A dona da casa onde teria ocorrido o fato disse, na delegacia, ter certeza que tudo é mentira, pois a diarista só teria relatado os possíveis abusos aproximadamente duas horas depois de o suposto autor do delito ter ido embora, talvez por receio do ato sexual ter sido registrado por câmeras de segurança. Outras testemunhas ouvidas disseram que, naquela data, a mulher estava bem, não aparentava ser vítima de estupro, e contou piadas após a saída do técnico.

Ação penal
A juíza explica que ação penal somente pode ser instaurada se houver lastro mínimo probatório (prova da materialidade e indícios de autoria), para que, desse modo, possam ser elucidadas todas as circunstâncias que envolvem o suposto evento delituoso.
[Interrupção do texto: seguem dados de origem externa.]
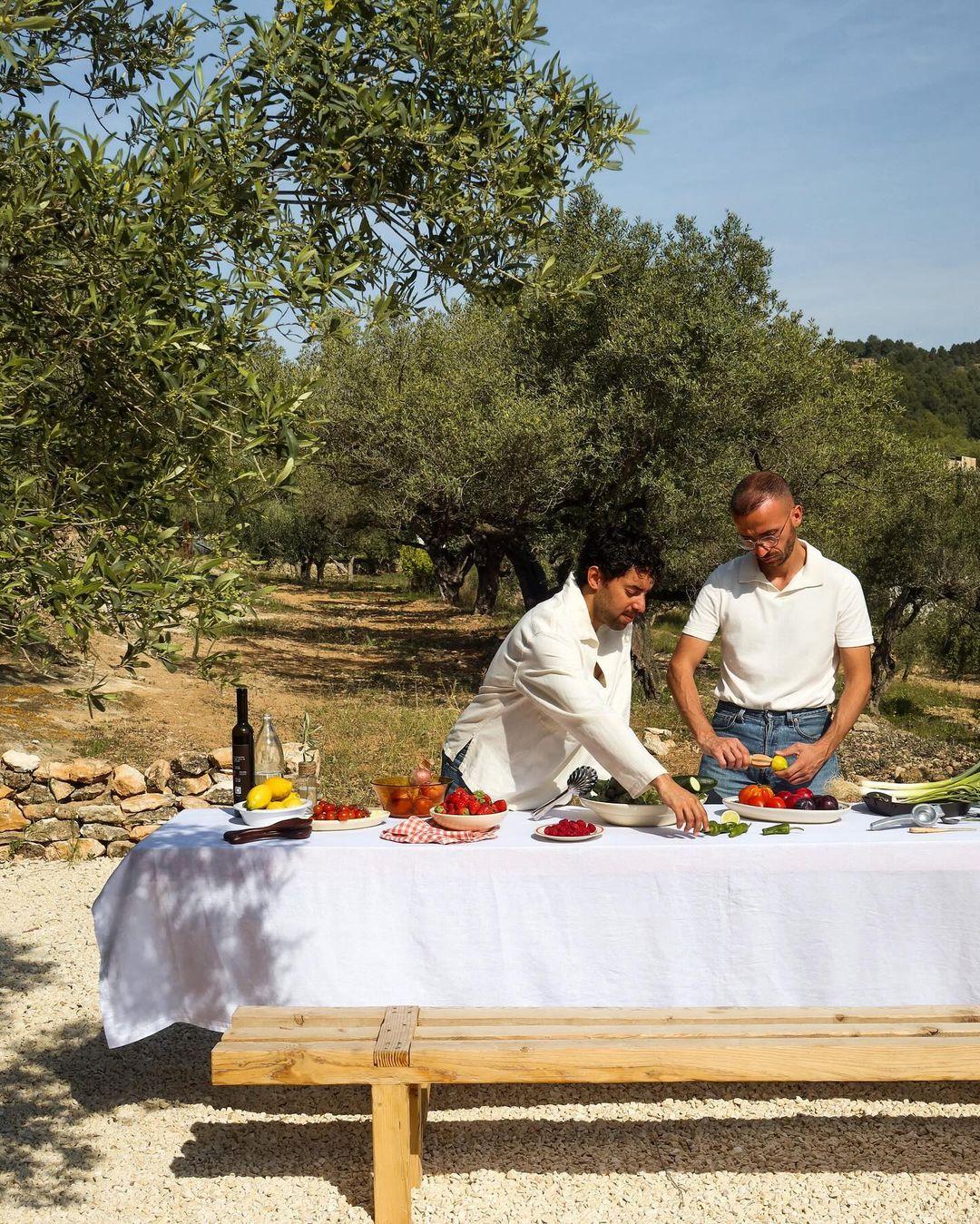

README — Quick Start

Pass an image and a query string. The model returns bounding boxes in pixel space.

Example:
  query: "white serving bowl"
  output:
[431,811,506,834]
[579,798,677,828]
[723,795,851,825]
[232,799,313,827]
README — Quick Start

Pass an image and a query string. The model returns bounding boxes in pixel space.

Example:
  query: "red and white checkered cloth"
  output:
[382,817,500,846]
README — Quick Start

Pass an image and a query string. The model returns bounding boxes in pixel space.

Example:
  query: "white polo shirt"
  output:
[684,541,875,710]
[443,575,665,808]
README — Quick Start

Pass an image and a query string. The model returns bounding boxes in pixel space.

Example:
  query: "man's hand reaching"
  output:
[653,774,707,834]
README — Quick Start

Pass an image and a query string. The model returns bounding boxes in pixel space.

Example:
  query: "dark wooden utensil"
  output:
[225,817,313,846]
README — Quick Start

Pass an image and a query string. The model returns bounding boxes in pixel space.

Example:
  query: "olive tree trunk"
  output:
[868,586,926,710]
[474,540,505,616]
[505,540,552,608]
[426,543,474,607]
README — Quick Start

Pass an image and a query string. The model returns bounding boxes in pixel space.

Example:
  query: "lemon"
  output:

No caso sob análise, ela salienta que a exordial acusatória não oferece indícios suficientes a respeito da prática do delito em referência.

Para configuração do crime de denunciação caluniosa, conforme observa a magistrada, é exigido dolo específico, não sendo suficiente o dolo eventual. Assim, não basta que o agente impute a outrem a prática de um crime tendo dúvidas de ser, ou não, verdadeira a acusação, sendo imprescindível a certeza da falsidade de sua afirmação. “Ou seja, da inocência da pessoa contra qual a imputação é feita, o que não ocorreu no caso em tela”, diz.

Conforme a magistrada, o fato de a diarista ter demorado a levar o suposto estupro ao conhecimento de sua ex-patroa e da autoridade policial, por si só, não evidencia que esteja mentindo. Além disso, não há indícios de que ela queria incriminá-lo injustamente, imputando-lhe fato criminoso do qual sabia ser inocente. “Assim, o registro de boletim de ocorrência pela denunciada não pode ser considerado denunciação caluniosa. Não ficou provado que o rapaz não praticou o delito que lhe é imputado, e nem que a diarista lhe atribuiu falsamente a acusação”, completa.